The discovery of the Kemess deposits (North, South and East) is another story of determination and serendipity. Kemess North was the focus of intermittent exploration through the 1960s and 1970s, but it took the discovery of Kemess South to really drive focus in the area. Kemess South had itself been looked at in the early 1980s, with Anaconda Canada Ltd. and St. Philips Resources Ltd. both running core and reverse-circulation drill programs. However, as is so often the way, a combination of circumstances prevented this drilling from intersecting significant mineralization; some holes were drilled on the fringe of the deposit and some holes were cut short above high grade zones due to freeze-up ending the season. Subsequent work by the Kemess South Joint Venture (Kennecott Canada Exploration Inc./El Condor Resources Ltd.-St. Phillips Resources-Rio Algom Explorations Inc.), including geophysics and extensive drilling, culminated in the delineation of the deposit in 1993. Kemess South was subsequently mined, and Kemess North is now the focus of AuRico Metals Inc.’s proposed block cave project, Kemess Underground. Additional drilling by AuRico Metals has also led to the discovery of Kemess East, further highlighting the potential of this copper-gold camp.

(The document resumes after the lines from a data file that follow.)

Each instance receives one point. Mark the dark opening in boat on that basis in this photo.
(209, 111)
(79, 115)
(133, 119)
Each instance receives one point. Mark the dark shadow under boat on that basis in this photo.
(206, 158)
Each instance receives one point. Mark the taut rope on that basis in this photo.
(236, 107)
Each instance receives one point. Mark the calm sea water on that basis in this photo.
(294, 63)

This gold deposit was first hinted at through anomalous silver, zinc and lead in a Geological Survey of Canada regional stream sediment survey in 1973. Various geophysical surveys followed, and the first drilling of any sort took place in 1985. Insufficient results and a low gold price led to an exploration hiatus from 1997 to 2004, when Richfield Ventures Corp. and Silver Quest Resources Ltd. re-staked and consolidated the claims. A series of drill campaigns followed, and, in 2009, Richfield Ventures drilled hole BW-59 that intersected 329 metres averaging 1.25 grams per ton gold and 3.5 grams per ton silver. This discovery hole led to a joint venture between Silver Quest and Richfield with significant additional drilling, and a buyout of both companies by New Gold Inc. in 2011. New Gold subsequently completed resource delineation and a feasibility study in 2012 based on 310,000 metres of drilling. This discovery represents an emerging new mining district in a relatively underexplored region of British Columbia, earning it a place on this list.

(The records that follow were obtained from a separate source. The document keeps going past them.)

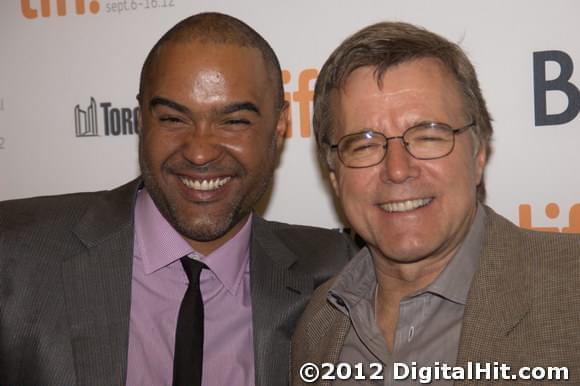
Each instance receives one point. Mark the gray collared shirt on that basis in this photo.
(430, 320)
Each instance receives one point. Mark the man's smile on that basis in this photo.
(205, 184)
(405, 205)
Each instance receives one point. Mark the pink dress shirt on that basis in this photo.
(158, 285)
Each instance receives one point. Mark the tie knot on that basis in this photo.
(192, 268)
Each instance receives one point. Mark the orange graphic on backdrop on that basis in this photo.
(552, 211)
(31, 12)
(303, 96)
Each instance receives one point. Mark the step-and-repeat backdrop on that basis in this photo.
(69, 74)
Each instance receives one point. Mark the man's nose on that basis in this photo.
(398, 165)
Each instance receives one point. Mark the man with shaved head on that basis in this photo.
(171, 278)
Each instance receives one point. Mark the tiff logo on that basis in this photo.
(86, 121)
(31, 11)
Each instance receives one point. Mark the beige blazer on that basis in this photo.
(523, 308)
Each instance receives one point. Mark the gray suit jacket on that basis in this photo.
(523, 308)
(65, 282)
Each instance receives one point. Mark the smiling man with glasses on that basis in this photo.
(403, 128)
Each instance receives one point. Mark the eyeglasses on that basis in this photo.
(426, 141)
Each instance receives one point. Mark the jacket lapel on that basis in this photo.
(280, 290)
(97, 287)
(499, 296)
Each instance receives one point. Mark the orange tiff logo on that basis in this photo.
(31, 11)
(303, 97)
(552, 211)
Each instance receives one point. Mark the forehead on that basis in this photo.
(183, 66)
(420, 89)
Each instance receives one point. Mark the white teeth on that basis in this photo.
(205, 185)
(404, 206)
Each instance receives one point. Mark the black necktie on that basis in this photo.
(189, 333)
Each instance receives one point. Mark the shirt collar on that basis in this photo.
(158, 244)
(357, 281)
(454, 281)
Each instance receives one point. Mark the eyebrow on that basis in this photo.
(160, 101)
(232, 108)
(229, 109)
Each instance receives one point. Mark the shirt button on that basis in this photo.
(411, 333)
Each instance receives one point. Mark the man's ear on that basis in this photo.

The success story of Huckleberry is one of those that keeps the exploration industry hoping and dreaming. Until 1993 it was a fairly conventional tale of companies doing a few years of work and finding a few things – in this case, Huckleberry’s Main Zone – but not enough to keep drilling. New Canamin Resources Ltd. optioned the property in 1992 and, like those who had come before, initially focused on the known Main Zone. It took a short hole drilled in 1993 for investigation of potential tailings disposal locations to intersect 0.905 per cent copper over eight metres to discover the East Zone. Through the rest of 1993 and 1994, a further 131 holes were drilled to outline the full extent of the deposit. Operations commenced in 1997 and Huckleberry has a current mine life to 2022 – all thanks to condemnation drilling. (On January 6, 2016, Huckleberry suspended its pit operations.)

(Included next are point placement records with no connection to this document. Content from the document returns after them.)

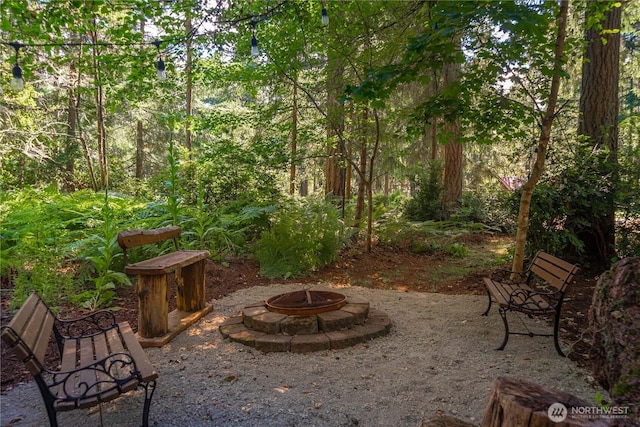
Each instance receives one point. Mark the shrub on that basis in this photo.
(427, 202)
(302, 238)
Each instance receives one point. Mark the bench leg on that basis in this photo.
(503, 314)
(149, 389)
(556, 324)
(486, 312)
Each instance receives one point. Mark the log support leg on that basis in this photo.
(503, 314)
(153, 305)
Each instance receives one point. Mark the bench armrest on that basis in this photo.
(117, 371)
(504, 276)
(86, 326)
(525, 298)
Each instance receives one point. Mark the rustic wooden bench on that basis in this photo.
(156, 326)
(99, 359)
(525, 297)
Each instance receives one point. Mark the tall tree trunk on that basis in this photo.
(99, 99)
(140, 129)
(294, 140)
(598, 120)
(543, 141)
(71, 143)
(139, 149)
(452, 150)
(369, 182)
(334, 167)
(362, 182)
(189, 84)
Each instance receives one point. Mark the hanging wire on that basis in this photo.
(17, 82)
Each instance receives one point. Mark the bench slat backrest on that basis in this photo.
(29, 332)
(555, 271)
(134, 238)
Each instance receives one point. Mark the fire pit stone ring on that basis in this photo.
(305, 321)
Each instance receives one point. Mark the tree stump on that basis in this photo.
(515, 402)
(153, 306)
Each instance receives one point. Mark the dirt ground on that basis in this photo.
(387, 267)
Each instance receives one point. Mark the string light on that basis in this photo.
(254, 41)
(162, 73)
(17, 82)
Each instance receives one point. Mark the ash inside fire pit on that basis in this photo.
(306, 302)
(305, 321)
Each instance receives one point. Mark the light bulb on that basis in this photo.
(254, 46)
(17, 82)
(162, 73)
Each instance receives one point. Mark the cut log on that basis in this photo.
(153, 306)
(515, 402)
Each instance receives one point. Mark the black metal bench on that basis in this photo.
(523, 296)
(99, 359)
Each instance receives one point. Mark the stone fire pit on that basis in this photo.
(306, 321)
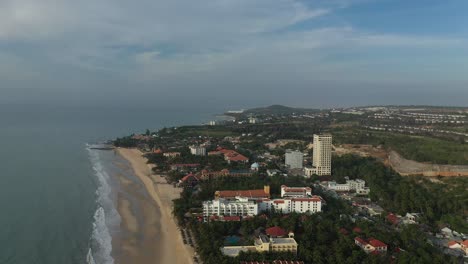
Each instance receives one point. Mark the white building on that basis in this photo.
(198, 150)
(339, 187)
(239, 207)
(309, 171)
(294, 159)
(288, 205)
(322, 154)
(242, 206)
(357, 185)
(295, 192)
(254, 120)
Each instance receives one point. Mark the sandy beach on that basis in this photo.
(152, 237)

The Kerr-Sulphurets-Mitchell project is as much a story of seeing potential as it is of discovering deposits. Individually, these deposits had all been known to some degree since at least the early 1980s. Placer Dome Inc. undertook considerable work from the late 1980s onwards, and had separately modelled both the Kerr and Sulphurets deposits. Seabridge Gold Inc. acquired the properties in 2001 and has completed significant amounts of exploration drilling since then. It has further delineated the Mitchell and Iron Cap deposits, and intersected additional mineralization at the appropriately named Deep Kerr deposit. Along with new discoveries, Seabridge has shown the potential to bring these deposits together into one cohesive and ambitious project. With a proposed 52-year mine plan, the KSM project will be a major source of employment in northwest B.C. well into the future.
9. Mount Polley
If there is one word to describe the development and ongoing operation of Mount Polley, it is “resilience.” It is difficult to pinpoint when exactly this deposit was discovered; an aeromagnetic anomaly was noted on a federal-provincial map in 1963. The site was the focus of a series of exploration programs by several different companies from 1966 to 1987 with a total of 33,736 metres of drilling completed in that time, but it took Imperial Metals (and an additional 27,566 metres of core) to make it economic. The mine went into production in 1997 but was placed on care and maintenance just four years later due to low metal prices. Exploration continued throughout the shutdown period and the mine was reopened in 2005. Drilling in 2010 intersected deeper mineralization, which subsequently led to plans for underground mining. Operations were again suspended in mid-2014 following a tailings dam breach but, after substantial and ongoing rehabilitation work, Mount Polley resumed modified operations in mid-2015. All indications are that this resilient deposit will continue to be an important contributor to B.C. for years to come.
10. New Afton
New Afton is another excellent example of how drilling deeper can change the path of a project. In this instance, it was the exploration of a worked-out deposit that had been left open to depth. It occupies the historic Afton Mine site, which operated from 1977 to 1997, and it is extracting deeper portions of that same deposit. New Afton has earned its place on this list as the only successful block cave mining operation in B.C. and as a significant current producer.